You know you’re getting close to Harrold Witcher’s place when you pass the water tower in Carson, a community of 22 people in northeast Texas just south of the Oklahoma border. A mere 20 minutes from the Red River, this is a part of the state that’s predicated on precipitation. Folks here can count on Bois d’Arc Creek to flood several county roads at least once a year, and a chief source of recreation is fishing in one of several nearby lakes.

All that rain makes this ideal country for growing soybeans and raising cattle on verdant green pastures. That’s the line of business Harold Witcher is in.

Witcher, who also raises cattle on an additional 300 acres in eastern Fannin County—which is about an hour northeast of the water district’s headquarters in Wylie—has worked in agriculture for most of his life, he says. He credits ample rainfall for much of his success. Bonham, the county seat, sees 46 inches of rain a year, nearly double the amount the West Texas town of Abilene gets. But the rain that’s helped keep 68-year-old Witcher in crops and cattle for so long will be his undoing. With the help of a Dallas-area water supplier, Witcher’s land, along with his business, will soon be underwater.
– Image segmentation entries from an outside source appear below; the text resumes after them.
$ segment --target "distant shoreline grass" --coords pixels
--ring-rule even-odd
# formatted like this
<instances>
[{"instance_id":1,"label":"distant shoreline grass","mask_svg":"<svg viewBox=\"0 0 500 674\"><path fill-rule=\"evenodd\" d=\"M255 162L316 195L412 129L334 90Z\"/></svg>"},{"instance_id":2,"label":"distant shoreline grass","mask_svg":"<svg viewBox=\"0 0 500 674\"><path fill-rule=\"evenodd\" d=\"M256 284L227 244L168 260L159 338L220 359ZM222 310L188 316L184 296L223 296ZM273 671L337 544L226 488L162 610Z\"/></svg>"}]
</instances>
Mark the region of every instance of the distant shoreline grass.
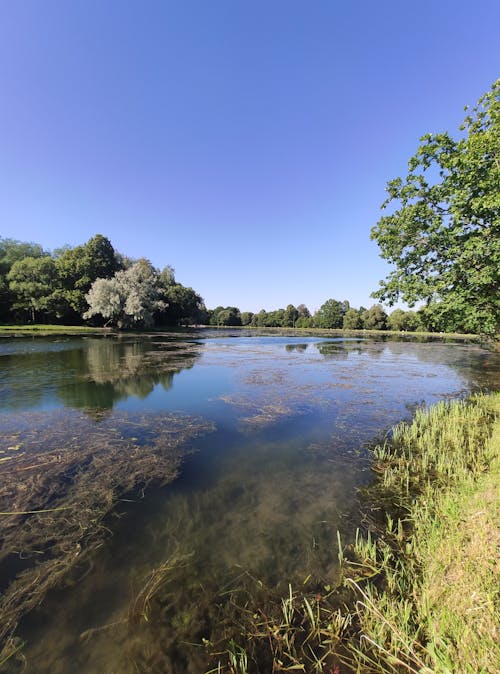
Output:
<instances>
[{"instance_id":1,"label":"distant shoreline grass","mask_svg":"<svg viewBox=\"0 0 500 674\"><path fill-rule=\"evenodd\" d=\"M95 333L95 334L157 334L161 332L189 332L190 330L249 330L252 332L259 332L261 334L269 335L288 335L291 337L300 336L329 336L329 337L396 337L398 339L407 339L409 341L418 339L435 339L435 340L470 340L474 342L491 341L485 340L484 337L468 333L455 332L406 332L397 330L341 330L337 328L283 328L283 327L256 327L250 325L236 325L236 326L216 326L216 325L198 325L188 327L172 327L172 326L158 326L154 328L134 328L127 330L118 330L116 328L98 328L87 325L45 325L39 324L25 324L25 325L0 325L0 337L2 336L33 336L33 335L68 335L77 333Z\"/></svg>"},{"instance_id":2,"label":"distant shoreline grass","mask_svg":"<svg viewBox=\"0 0 500 674\"><path fill-rule=\"evenodd\" d=\"M500 671L500 393L417 412L374 458L386 521L354 546L373 579L346 580L354 671Z\"/></svg>"},{"instance_id":3,"label":"distant shoreline grass","mask_svg":"<svg viewBox=\"0 0 500 674\"><path fill-rule=\"evenodd\" d=\"M0 325L1 336L23 335L42 335L44 333L53 335L68 335L76 333L96 333L109 334L113 332L111 328L92 328L87 325L45 325L43 323L27 325Z\"/></svg>"}]
</instances>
Fannin County is the future home of the Bois d’Arc Lake Reservoir, a 26-square mile body of water that will stretch across the central and eastern parts of the county and hold 367,609 acre-feet of water. The projected cost of building the reservoir, which includes a pump station, a dam, and pipelines, is $1.6 billion. Once completed, it’ll be the first major reservoir built in Texas in nearly three decades.